Feature selection identified the 16 most informative variables, which yielded a PGM with good overall performance in the validation cohort (AUC 0.83, 95% CI 0.79-0.87), including among "N of 1" unique scenarios (AUC 0.81, 0.72-0.90). Using the PGM, we identified FGR scenarios with a risk of perinatal morbidity no different from that of the cohort background (e.g. female fetus, estimated fetal weight (EFW) 3-9th percentile, no preexisting diabetes, no progesterone use; RR 0.9, 95% CI 0.7-1.1) alongside others that conferred a nearly 10-fold higher risk (female fetus, EFW 3-9th percentile, maternal preexisting diabetes, progesterone use; RR 9.8, 7.5-11.6). This led to the recognition of a PGM-identified latent interaction of fetal sex with preexisting diabetes, wherein the typical protective effect of female fetal sex was reversed in the presence of maternal diabetes.

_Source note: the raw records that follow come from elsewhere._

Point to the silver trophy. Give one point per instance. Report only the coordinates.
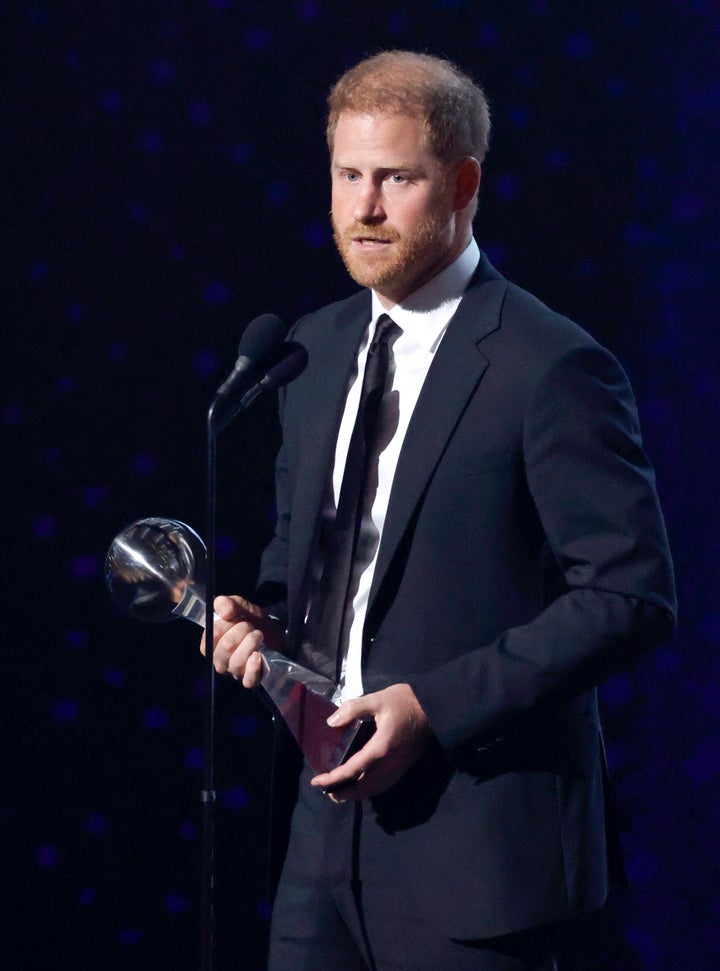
(155, 569)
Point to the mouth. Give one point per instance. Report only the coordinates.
(370, 242)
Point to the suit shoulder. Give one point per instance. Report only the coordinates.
(318, 321)
(535, 321)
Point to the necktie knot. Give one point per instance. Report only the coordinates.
(385, 327)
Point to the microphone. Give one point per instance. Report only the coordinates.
(259, 339)
(292, 362)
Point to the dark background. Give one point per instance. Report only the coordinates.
(165, 182)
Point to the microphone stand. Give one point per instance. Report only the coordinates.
(208, 795)
(291, 360)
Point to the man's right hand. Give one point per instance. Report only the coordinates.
(237, 636)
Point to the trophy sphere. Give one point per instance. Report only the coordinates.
(153, 566)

PGMs are able to capture and quantify context-specific risk relationships in FGR and identify latent variable interactions that are associated with large differences in risk. FGR scenarios that are separated by nearly 10-fold perinatal morbidity risk would be managed similarly under current FGR clinical guidelines, highlighting the need for more precise approaches to risk estimation in FGR.
胎儿生长受限(FGR)是死产的主要危险因素,然而FGR的诊断带来了相当大的预后不确定性,因为大多数FGR婴儿并未出现任何发病情况。我们的目标是利用来自一个大型、具有深度表型特征的产科观察队列的数据,开发一种概率图形模型(PGM),这是一种“可解释人工智能(AI)”,作为一个潜在框架,以更好地理解相互关联的变量如何导致FGR围产期发病风险。

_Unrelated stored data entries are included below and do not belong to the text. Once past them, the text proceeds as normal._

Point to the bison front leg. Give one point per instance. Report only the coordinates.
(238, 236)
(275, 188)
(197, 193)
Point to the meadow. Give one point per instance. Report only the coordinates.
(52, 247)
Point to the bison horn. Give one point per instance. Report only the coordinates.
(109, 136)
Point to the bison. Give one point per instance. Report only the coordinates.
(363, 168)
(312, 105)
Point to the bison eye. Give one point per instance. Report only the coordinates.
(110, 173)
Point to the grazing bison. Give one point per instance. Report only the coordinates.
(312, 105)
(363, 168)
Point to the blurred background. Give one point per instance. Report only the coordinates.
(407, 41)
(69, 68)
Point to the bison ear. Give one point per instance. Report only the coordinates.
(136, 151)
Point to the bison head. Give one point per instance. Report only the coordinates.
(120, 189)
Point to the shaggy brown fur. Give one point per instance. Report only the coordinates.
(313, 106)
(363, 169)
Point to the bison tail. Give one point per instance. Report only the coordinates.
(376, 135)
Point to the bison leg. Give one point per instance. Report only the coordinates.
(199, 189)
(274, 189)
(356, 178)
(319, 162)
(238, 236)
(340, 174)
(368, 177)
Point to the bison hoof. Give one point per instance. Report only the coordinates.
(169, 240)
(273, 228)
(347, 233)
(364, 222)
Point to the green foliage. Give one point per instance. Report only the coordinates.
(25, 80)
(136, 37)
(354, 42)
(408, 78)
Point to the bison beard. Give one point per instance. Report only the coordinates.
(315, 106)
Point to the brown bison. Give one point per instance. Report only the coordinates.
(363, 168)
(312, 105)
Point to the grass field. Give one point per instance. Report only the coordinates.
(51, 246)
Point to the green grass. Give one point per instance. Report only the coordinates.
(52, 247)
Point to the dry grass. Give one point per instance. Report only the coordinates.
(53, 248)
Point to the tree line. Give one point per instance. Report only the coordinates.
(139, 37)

利用9558例孕周≥20周且有可用结局数据的分娩病例的数据,我们分别使用80%(n = 7645)和20%(n = 1912)的随机选择子队列推导并验证了一个PGM,以区分导致复合围产期发病的FGR病例和未发病的病例。我们还试图确定FGR中相互关联变量之间特定背景下的风险关系。性能评估采用受试者工作特征曲线下面积(AUC)。
特征选择确定了16个最具信息量的变量,由此产生的PGM在验证队列中具有良好的整体性能(AUC 0.83,95% CI 0.79 - 0.87),在“单病例”独特场景中也是如此(AUC 0.81,0.72 - 0.90)。利用该PGM,我们确定了围产期发病风险与队列背景无异的FGR场景(例如,女胎、估计胎儿体重(EFW)处于第3 - 9百分位数、无既往糖尿病、未使用孕激素;RR 0.9,95% CI 0.7 - 1.1)以及其他风险高出近10倍的场景(女胎、EFW处于第3 - 9百分位数、母亲有既往糖尿病、使用孕激素;RR 9.8,7.5 - 11.6)。这导致认识到PGM确定的胎儿性别与既往糖尿病之间的潜在相互作用,即在母亲患有糖尿病的情况下,女胎通常的保护作用会逆转。
PGM能够捕捉和量化FGR中特定背景下的风险关系,并识别与风险差异巨大相关的潜在变量相互作用。在当前FGR临床指南下,围产期发病风险相差近10倍的FGR场景会得到类似的处理,这凸显了在FGR中需要更精确的风险评估方法。